The Public Utilities Commission of Ohio (PUCO) on Wednesday approved the results of the Dominion East Ohio auction on Tuesday, and the Ohio Consumers’ Counsel (OCC) said the winning bid “most likely will benefit consumers over the next 23 months.”

Dominion said it will commence Phase One of its commodity restructuring plan and replace its gas cost recovery mechanism with standard service offer effective October 2006 through Sept. 1, 2008. The result of the auction was a retail price adjustment of $1.44/Mcf. The monthly standard service offer price will be calculated as the sum of the monthly New York Mercantile Exchange (Nymex) settlement price plus a retail price adjustment of $1.44/Mcf.

PUCO said the names of the winner or winners will not be provided for a period of 60 days — or until agreements with pipelines are completed for the incremental capacity necessary to meet the obligations of standard service offer suppliers.

“We are pleased that the auction was a success, both with the number of participating bidders and the resulting Retail Price Adjustment,” PUCO Chairman Alan R. Schriber stated. “This successful auction demonstrates that the natural gas market is capable of providing a more competitive price offering for Dominion’s customers than the gas cost recovery mechanism currently provides.”

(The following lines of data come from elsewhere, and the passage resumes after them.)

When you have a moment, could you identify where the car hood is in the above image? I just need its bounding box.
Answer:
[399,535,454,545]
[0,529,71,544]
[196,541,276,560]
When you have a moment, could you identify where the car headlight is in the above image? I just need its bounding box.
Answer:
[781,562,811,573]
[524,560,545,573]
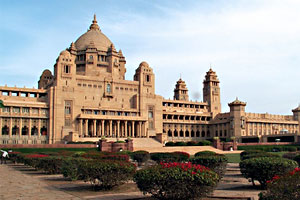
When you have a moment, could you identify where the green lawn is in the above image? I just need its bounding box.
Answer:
[225,151,288,163]
[4,148,97,153]
[225,153,241,163]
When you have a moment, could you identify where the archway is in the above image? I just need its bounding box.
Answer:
[22,126,28,135]
[11,125,19,135]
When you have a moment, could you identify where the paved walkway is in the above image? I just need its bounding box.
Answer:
[0,163,260,200]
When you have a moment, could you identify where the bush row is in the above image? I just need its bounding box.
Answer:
[240,150,280,160]
[166,140,211,147]
[134,162,219,200]
[238,145,300,152]
[240,157,298,188]
[259,168,300,200]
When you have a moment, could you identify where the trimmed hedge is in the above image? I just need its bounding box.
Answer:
[189,155,228,177]
[240,157,297,188]
[150,152,190,163]
[238,145,300,152]
[240,150,280,160]
[195,151,217,157]
[282,152,300,160]
[294,155,300,166]
[259,168,300,200]
[166,140,211,147]
[131,151,150,165]
[134,162,219,200]
[78,160,136,190]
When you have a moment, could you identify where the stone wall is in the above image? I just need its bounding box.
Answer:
[99,139,133,152]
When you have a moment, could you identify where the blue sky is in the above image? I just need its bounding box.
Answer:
[0,0,300,114]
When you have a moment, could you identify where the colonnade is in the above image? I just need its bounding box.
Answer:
[78,119,148,138]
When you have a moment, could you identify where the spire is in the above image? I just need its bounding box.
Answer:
[90,14,100,31]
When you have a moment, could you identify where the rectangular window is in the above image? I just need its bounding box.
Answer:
[42,109,48,115]
[22,108,29,113]
[65,101,71,115]
[13,107,20,113]
[64,65,71,74]
[65,118,72,126]
[2,107,10,113]
[32,108,39,114]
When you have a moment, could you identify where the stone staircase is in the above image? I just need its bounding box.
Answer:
[133,138,232,155]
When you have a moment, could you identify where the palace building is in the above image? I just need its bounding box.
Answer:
[0,16,300,144]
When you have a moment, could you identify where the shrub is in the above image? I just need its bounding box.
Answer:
[174,142,186,146]
[240,150,280,160]
[294,155,300,166]
[195,151,217,157]
[240,157,297,188]
[134,162,219,200]
[189,155,228,177]
[186,141,198,146]
[131,151,150,164]
[282,152,300,160]
[166,142,175,147]
[150,152,190,163]
[61,158,89,181]
[78,160,136,190]
[82,152,129,161]
[259,168,300,200]
[35,156,63,174]
[198,140,211,146]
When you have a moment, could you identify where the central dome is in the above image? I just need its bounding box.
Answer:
[75,15,112,51]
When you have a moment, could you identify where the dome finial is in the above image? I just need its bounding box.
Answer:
[90,14,100,31]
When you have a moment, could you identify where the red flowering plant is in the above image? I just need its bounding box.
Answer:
[134,162,219,200]
[22,154,49,168]
[259,168,300,200]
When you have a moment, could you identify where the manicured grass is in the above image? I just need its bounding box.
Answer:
[225,153,241,163]
[225,151,288,163]
[4,148,98,153]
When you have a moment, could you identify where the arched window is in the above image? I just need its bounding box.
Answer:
[22,126,28,135]
[31,126,38,135]
[2,125,9,135]
[12,126,19,135]
[168,130,172,137]
[106,84,111,93]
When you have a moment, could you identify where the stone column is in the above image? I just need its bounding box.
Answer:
[84,119,89,137]
[116,121,120,138]
[101,119,105,136]
[78,119,82,137]
[97,120,101,137]
[93,119,97,137]
[19,118,23,136]
[28,119,31,137]
[124,121,128,138]
[131,121,135,137]
[108,120,112,137]
[138,121,142,137]
[8,118,12,137]
[128,123,132,137]
[38,119,41,137]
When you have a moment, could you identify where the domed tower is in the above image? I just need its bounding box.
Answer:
[38,69,53,89]
[74,15,126,80]
[203,68,221,116]
[174,78,189,101]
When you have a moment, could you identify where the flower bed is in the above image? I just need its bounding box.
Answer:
[150,151,190,163]
[134,162,219,200]
[78,160,136,190]
[240,157,298,188]
[189,155,228,177]
[259,168,300,200]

EnergyGateway, the auction manager retained by Dominion, conducted a descending clock auction on Tuesday. Bids were entertained from 12 wholesale suppliers based on fixed adjustments to the Nymex settlement price. Dominion, PUCO staff, the OCC, and CRA International, the consultant for PUCO staff, jointly monitored the auction.

The commission agreed with PUCO staff’s post-auction conclusions that a range of $2.196 to $2.504 per Mcf above the monthly Nymex settlement price for natural gas futures was a reasonable benchmark by which to evaluate the auction results. PUCO said it was also satisfied with CRA’s conclusions that the auction was conducted in a fair and impartial manner and was free of any apparent collusion or other anomalies.

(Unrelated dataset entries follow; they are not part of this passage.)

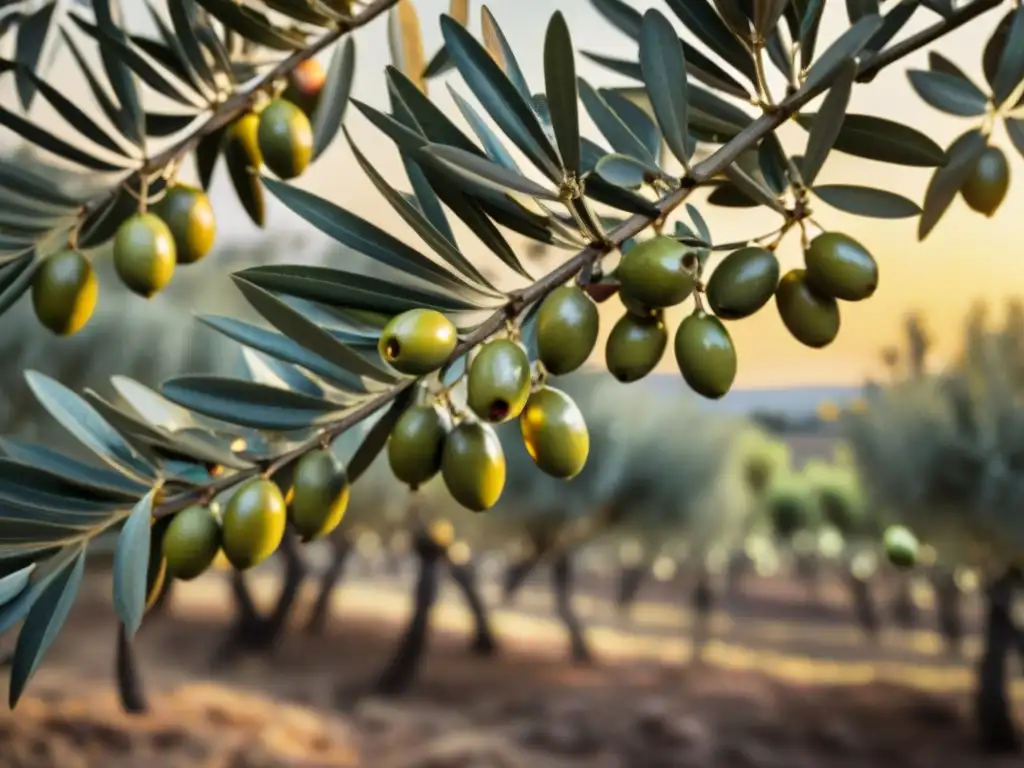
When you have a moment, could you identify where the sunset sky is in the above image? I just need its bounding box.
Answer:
[14,0,1024,387]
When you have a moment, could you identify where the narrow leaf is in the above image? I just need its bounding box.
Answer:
[25,371,156,480]
[9,546,85,709]
[800,15,882,93]
[114,486,159,640]
[812,184,921,219]
[800,58,857,184]
[907,70,988,118]
[544,11,580,176]
[423,144,559,200]
[918,129,988,240]
[312,37,355,160]
[160,376,342,431]
[640,9,695,171]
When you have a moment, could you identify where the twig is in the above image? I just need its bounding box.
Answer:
[154,0,1001,517]
[82,0,398,218]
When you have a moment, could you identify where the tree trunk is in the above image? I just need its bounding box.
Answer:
[214,534,306,664]
[892,574,921,630]
[846,570,881,641]
[374,534,444,696]
[502,555,541,605]
[975,573,1020,754]
[690,571,715,660]
[115,622,150,715]
[932,569,964,657]
[615,562,650,616]
[305,539,352,635]
[551,554,593,664]
[449,562,498,656]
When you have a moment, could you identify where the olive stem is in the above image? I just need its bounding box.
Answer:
[72,0,398,218]
[146,0,1002,518]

As the residential utility consumer advocate, the OCC stated it believes that the winning bid produced during the Dominion East Ohio rate auction is acceptable and most likely will benefit consumers.

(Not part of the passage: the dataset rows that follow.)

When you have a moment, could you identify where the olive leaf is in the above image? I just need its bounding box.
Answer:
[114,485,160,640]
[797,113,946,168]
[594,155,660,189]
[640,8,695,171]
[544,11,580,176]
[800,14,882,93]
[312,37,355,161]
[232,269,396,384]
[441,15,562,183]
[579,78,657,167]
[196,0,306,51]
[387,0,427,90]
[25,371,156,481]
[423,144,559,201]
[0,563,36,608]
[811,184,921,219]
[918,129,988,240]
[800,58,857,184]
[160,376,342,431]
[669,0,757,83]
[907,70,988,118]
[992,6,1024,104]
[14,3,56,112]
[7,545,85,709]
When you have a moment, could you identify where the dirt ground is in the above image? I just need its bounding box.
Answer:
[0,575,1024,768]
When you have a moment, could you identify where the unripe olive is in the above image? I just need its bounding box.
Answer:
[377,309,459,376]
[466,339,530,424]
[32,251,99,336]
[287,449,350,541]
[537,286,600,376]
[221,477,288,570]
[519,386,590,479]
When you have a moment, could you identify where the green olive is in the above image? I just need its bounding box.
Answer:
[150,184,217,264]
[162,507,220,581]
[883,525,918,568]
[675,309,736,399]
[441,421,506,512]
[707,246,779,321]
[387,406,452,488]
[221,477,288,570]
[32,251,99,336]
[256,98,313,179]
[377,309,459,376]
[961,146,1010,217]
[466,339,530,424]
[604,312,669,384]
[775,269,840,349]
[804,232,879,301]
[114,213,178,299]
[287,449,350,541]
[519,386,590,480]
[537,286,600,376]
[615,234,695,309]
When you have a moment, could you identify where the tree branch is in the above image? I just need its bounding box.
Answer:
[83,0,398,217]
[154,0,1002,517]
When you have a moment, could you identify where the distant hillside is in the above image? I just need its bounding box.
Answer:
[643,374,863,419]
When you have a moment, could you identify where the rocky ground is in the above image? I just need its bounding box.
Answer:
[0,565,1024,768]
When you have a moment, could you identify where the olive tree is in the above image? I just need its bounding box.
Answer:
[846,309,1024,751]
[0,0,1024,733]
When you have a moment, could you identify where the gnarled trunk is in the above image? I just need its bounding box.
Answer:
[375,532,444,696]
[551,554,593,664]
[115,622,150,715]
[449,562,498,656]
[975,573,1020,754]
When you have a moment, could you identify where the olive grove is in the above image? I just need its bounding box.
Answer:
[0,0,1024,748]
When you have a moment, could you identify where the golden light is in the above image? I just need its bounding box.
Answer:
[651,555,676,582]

“This is good news for residential customers. We are pleased that so many natural gas suppliers stepped up and participated in this successful auction,” said Janine Migden-Ostrander of OCC. “By securing a bid of $1.44, Dominion customers who have not chosen an alternative natural gas supplier will likely see rates that are lower than what they would have been through the current Gas Cost Recovery rate system.”

On April 8, 2005, Dominion filed an application to eliminate its gas cost recovery rate and obtain and price its natural gas supplies through a more market based rate methodology. The commission approved Dominion’s application on May 26, 2006 (see Daily GPI, May 31).

Phase One of Dominion’s plan will serve as a pilot program to test the ability of the market-based methodology to expand competition among suppliers and reduce natural gas rates over the long term. Dominion will continue to provide commodity service to its retail sales customers during Phase One. Dominion’s customers will have a choice of receiving natural gas service from a competitive supplier or Dominion’s retail sales service. Dominion will also remain the provider of last resort during Phase One.

PUCO said it will monitor the Phase One process and reserves the right to terminate the pilot program and return Dominion’s commodity sales customers to the gas cost recovery pricing methodology at any time.